8.18.6 and 8.19.3 will come a little bit after that with the fix in that series.

[kevinr-security]

This issue does not appear to be fixed in 9.1.3 - The Orphaned problem that is.

[cmacknz]

On Windows we need #9445 will be in the upcoming 9.1.4.

[cmacknz]

There is also another active support case related to the orphaned status that is possibly a different issue, but there are no conclusions yet. That investigation is with the Elastic Defend engineers right now.

[cmacknz]

Coming back with the outcome of that other support case, there is an issue in endpoint as well that will also be fixed in 9.1.4.

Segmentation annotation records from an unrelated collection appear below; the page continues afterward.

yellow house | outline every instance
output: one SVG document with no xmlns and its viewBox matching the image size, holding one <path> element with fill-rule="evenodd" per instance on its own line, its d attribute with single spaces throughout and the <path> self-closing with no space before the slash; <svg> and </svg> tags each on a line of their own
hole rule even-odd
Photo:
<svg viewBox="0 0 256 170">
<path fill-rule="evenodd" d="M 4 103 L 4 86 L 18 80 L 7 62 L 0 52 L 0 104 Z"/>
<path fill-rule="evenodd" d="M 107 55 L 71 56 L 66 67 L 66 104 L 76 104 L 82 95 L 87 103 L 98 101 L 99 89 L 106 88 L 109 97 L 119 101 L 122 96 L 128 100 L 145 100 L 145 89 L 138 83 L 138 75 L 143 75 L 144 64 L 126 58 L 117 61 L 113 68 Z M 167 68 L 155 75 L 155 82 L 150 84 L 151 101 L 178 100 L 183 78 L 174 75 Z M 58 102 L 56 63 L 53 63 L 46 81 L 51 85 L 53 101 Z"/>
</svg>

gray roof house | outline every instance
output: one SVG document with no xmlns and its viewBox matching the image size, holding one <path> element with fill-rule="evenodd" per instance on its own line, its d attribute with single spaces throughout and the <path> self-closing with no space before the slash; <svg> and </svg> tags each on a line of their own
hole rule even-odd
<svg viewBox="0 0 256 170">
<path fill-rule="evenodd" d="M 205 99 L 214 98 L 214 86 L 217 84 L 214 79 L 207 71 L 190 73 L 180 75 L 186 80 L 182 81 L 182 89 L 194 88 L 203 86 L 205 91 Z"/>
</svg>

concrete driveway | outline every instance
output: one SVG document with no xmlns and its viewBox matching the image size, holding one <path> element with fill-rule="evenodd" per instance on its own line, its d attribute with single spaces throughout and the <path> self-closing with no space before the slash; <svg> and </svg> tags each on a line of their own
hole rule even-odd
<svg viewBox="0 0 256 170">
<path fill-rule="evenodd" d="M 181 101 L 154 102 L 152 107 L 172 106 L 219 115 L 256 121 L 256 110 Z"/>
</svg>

Quoting one of the Defend engineers:

We're already aware of a regression problem introduced in:
v9.1.1, v9.1.2, v9.1.3, v9.0.5, v9.0.6, v8.19.1, v8.19.2, v8.19.3, v8.18.5, v8.18.6

With the mentioned release we changed behavior of verify command to check if Endpoint service is really running, start if it's not running, otherwise report error to Agent to reinstall it.

We've pinpointed the problem to a tiny race condition in comms routine, which we fixed and will release with next patch releases: v9.1.4, v9.0.7, v8.19.4, v8.18.7

The problem happens only on Windows.

In the log the relevant messages are:

error: Main.cpp:652 Failed to start endpoint services: Unreachable: exit status 30, try install" error: Util.cpp:525 Setting up minifilter registry keys failed.: exit status 284 However bear in mind that the customer mentioned problems with v9.0.4 are not related to this. 

The workaround is to restart the Agent service whilst the Endpoint service is already running.

The orphaned status reporting has let us a detect a lot of previously invisible problems we are working through fixing.